Ranking Metrics#

Metrics for evaluating ranked retrieval results, where items are ranked by precomputed scores. These metrics compare the ranking against relevance labels to measure retrieval quality.

class flax_metrics.ranking.MeanAveragePrecision(k: int | None = None)#

Mean Average Precision.

The mean of average precision scores across queries, where average precision is the sum of precision@k * rel(k) divided by total relevant items.

See also

This metric is implemented in ir-measures as AP.

Parameters:

k – Number of top items to consider. If None, considers all items.

Example

>>> from jax import numpy as jnp
>>> from flax_metrics import MeanAveragePrecision
>>>
>>> scores    = jnp.array([0.4, 0.3, 0.2, 0.1])
>>> relevance = jnp.array([  1,   1,   0,   1])
>>> metric = MeanAveragePrecision()
>>> metric.update(labels=relevance, scores=scores)
MeanAveragePrecision(...)
>>> metric.compute()  # (1/1 + 2/2 + 3/4) / 3
Array(0.9166667, dtype=float32)
compute() Array#

Compute and return the mean average precision.

reset() Self#

Reset the metric state in-place.

update(labels: Array, scores: Array, *, mask: Array | None = None, **_) Self#

Update the mean average precision with a batch of scored items.

Parameters:
  • labels – Relevance labels, shape (..., num_items).

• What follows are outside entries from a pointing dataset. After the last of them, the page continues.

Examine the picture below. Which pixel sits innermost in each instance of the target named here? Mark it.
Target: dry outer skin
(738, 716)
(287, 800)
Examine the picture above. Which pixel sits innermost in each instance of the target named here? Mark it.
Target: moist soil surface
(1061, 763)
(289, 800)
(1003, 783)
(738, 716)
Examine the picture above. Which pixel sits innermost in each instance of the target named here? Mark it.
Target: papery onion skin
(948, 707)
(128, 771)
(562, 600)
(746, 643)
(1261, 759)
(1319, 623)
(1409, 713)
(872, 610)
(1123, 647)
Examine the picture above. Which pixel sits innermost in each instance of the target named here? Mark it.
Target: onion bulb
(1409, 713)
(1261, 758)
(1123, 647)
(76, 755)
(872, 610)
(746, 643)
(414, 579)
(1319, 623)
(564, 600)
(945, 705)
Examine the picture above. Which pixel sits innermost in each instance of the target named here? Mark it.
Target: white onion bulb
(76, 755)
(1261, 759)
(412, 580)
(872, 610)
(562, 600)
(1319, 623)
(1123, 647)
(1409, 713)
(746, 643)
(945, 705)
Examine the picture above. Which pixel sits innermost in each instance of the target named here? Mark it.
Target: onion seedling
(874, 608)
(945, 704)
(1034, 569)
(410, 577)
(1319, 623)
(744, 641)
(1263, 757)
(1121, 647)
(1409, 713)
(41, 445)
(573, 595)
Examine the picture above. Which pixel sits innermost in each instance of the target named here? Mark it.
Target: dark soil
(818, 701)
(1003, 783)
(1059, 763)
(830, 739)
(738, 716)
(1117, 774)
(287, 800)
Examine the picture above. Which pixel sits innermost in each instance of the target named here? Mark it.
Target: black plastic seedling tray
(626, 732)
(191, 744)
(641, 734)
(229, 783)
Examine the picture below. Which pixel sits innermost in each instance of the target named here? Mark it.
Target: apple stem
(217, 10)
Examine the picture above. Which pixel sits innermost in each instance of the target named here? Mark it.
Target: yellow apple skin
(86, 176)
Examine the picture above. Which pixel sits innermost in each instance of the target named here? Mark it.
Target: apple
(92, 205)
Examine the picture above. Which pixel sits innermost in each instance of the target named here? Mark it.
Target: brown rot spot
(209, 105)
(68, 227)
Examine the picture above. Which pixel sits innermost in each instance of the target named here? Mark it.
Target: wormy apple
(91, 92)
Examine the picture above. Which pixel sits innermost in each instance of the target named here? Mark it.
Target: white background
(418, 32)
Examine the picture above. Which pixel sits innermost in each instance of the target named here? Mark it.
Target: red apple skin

  • scores – Scores for each item, same shape as labels.

  • mask – Binary mask indicating which queries to include.

class flax_metrics.ranking.MeanReciprocalRank(k: int | None = None)#

Mean Reciprocal Rank.

The average of reciprocal ranks of the first relevant item for each query.

See also

This metric is implemented in ir-measures as RR.

Parameters:

k – Number of top items to consider. If None, considers all items.

Example

>>> from jax import numpy as jnp
>>> from flax_metrics import MeanReciprocalRank
>>>
>>> scores    = jnp.array([0.1, 0.4, 0.3, 0.2])
>>> relevance = jnp.array([  1,   0,   0,   1])
>>> metric = MeanReciprocalRank()
>>> metric.update(labels=relevance, scores=scores)
MeanReciprocalRank(...)
>>> metric.compute()  # first relevant at rank 3
Array(0.33333334, dtype=float32)
compute() Array#

Compute and return the mean reciprocal rank.

reset() Self#

Reset the metric state in-place.

update(labels: Array, scores: Array, *, mask: Array | None = None, **_) Self#

Update the mean reciprocal rank with a batch of scored items.

Parameters:
  • labels – Relevance labels, shape (..., num_items).

  • scores – Scores for each item, same shape as labels.

  • mask – Binary mask indicating which queries to include.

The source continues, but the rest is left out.